Improving Risk Stratification in Lupus Nephritis: The Role of Urinary Biomarkers
Lupus nephritis (LN) is one of the most severe complications of systemic lupus erythematosus, with kidney failure as a leading cause of morbidity. However, despite advances in immunosuppression, predicting which patients will experience long-term renal decline is clinically challenging.
A recent analysis presented at the 2025 American College of Rheumatology (ACR) Annual Meeting targeted this gap by exploring long-term predictors of kidney function loss. Here’s an overview of the analysis and what it found.
Limits of Proteinuria
Historically, proteinuria has served as a surrogate for treatment response in LN, with a sub-0.5 urine protein-to-creatinine ratio (UPCR) at one year broadly interpreted as a marker of disease control.

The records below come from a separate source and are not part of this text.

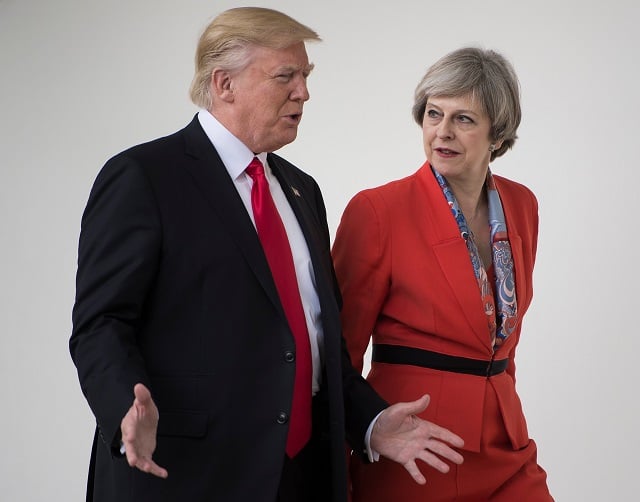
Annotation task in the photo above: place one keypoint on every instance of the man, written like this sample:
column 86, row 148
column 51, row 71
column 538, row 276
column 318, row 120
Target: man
column 190, row 343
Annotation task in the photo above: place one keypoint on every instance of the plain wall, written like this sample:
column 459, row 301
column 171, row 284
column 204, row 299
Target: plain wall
column 82, row 80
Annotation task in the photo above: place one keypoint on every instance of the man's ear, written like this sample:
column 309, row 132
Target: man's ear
column 222, row 85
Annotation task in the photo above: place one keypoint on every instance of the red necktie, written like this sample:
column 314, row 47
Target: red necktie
column 275, row 244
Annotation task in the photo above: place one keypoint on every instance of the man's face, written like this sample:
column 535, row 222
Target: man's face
column 268, row 96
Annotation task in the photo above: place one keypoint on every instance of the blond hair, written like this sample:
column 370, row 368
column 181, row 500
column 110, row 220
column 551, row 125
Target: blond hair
column 227, row 41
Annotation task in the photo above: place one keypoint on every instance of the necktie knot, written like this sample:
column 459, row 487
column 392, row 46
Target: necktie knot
column 255, row 168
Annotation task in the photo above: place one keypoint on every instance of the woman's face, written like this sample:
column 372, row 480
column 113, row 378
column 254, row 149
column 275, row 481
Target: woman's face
column 455, row 132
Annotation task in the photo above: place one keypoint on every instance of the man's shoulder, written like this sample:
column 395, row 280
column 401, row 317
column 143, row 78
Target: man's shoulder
column 159, row 147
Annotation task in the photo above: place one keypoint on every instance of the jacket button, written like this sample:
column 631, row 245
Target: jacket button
column 282, row 418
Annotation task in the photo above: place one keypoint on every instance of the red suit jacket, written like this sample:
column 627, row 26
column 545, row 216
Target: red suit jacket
column 406, row 279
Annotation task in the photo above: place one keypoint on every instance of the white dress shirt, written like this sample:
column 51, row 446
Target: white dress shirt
column 236, row 157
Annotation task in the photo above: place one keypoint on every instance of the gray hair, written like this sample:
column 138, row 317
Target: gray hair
column 491, row 81
column 227, row 41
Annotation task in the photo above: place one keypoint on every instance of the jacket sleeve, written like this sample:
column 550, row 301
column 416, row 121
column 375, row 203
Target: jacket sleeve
column 361, row 258
column 118, row 256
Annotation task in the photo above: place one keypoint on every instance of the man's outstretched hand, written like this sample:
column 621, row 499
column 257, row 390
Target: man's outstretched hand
column 139, row 427
column 400, row 435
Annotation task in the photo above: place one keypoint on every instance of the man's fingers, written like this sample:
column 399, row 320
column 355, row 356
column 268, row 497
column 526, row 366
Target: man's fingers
column 141, row 393
column 412, row 469
column 444, row 451
column 150, row 467
column 446, row 435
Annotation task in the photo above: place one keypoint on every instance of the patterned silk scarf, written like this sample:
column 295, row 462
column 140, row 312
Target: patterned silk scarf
column 501, row 307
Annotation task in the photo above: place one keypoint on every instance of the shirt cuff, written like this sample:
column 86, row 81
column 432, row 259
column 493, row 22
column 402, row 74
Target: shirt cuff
column 373, row 455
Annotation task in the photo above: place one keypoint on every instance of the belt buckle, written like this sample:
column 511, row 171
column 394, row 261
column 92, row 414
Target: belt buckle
column 489, row 367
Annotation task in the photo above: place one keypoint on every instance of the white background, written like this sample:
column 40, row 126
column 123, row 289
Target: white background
column 81, row 80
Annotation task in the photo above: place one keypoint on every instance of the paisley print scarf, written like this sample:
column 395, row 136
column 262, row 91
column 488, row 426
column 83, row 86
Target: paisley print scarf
column 499, row 299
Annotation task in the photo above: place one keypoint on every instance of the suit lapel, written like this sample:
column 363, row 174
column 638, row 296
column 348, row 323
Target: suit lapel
column 299, row 200
column 212, row 179
column 513, row 225
column 451, row 251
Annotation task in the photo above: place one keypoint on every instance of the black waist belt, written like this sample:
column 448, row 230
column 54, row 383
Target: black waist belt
column 398, row 354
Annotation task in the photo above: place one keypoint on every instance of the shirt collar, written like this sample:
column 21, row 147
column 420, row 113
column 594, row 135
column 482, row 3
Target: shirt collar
column 234, row 153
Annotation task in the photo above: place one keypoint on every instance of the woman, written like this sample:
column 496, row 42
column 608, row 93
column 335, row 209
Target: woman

Repeat biopsy data, however, have exposed the limits of this approach. Roughly half of proteinuric responders still exhibit histologic evidence of intrarenal activity, and up to 30% go on to experience progressive renal insufficiency despite meeting clinical benchmarks.
This disconnect has reinforced the need for biomarkers that can more accurately predict long-term outcomes.
Study Design
The analysis presented at the 2025 ACR Annual Meeting followed 170 individuals with lupus nephritis from the Accelerating Medicines Partnership cohort for up to 7.8 years, with a median follow-up duration of 4.9 years.
Participants underwent urine sampling at the time of kidney biopsy and again at months 3, 6, and 12. Urine samples were analyzed using a high-throughput platform to quantify 1,200 proteins.
The primary outcome was defined as a sustained ≥40% decline in estimated glomerular filtration rate (eGFR) from baseline or the development of end-stage kidney disease.
Treatment throughout the study period remained at the discretion of managing clinicians, allowing for real-world heterogeneity in therapeutic exposure.
To identify biomarkers associated with future kidney function loss, researchers applied time-to-event models, evaluating protein levels at each sampling point in relation to long-term renal outcomes. A Random Survival Forest model was then trained to predict eGFR loss using a panel of 11 urinary proteins and validated on a 20% hold-out test set. Additionally, single-cell RNA sequencing and spatial transcriptomics were used to map the cellular origin of identified biomarkers within kidney tissue, linking urinary signals to intrarenal pathophysiology.
Tenascin C as a Key Predictor
Looking at the results, Tenascin C, a matricellular glycoprotein involved in tissue remodeling, emerged by month 3 as the most robust urinary predictor of future eGFR loss, with a hazard ratio of 4.6. Elevated levels were sustained through month 12 in patients who eventually experienced significant kidney function decline.
These findings point to Tenascin C’s reliability as a biomarker not only for early detection but also for long-term prognostication.
Spatial transcriptomics localized Tenascin C expression specifically to interstitial myofibroblasts within LN-affected kidneys, supporting its role in fibrotic remodeling rather than transient immune activity. This cellular mapping reinforced the notion that Tenascin C reflects irreversible structural changes not captured by traditional markers like proteinuria.
Proteomic Risk Score
Additionally, the 11-protein classifier, developed from longitudinal urinary data, achieved an area under the curve (AUC) of 0.91 at 48 months in predicting eGFR loss.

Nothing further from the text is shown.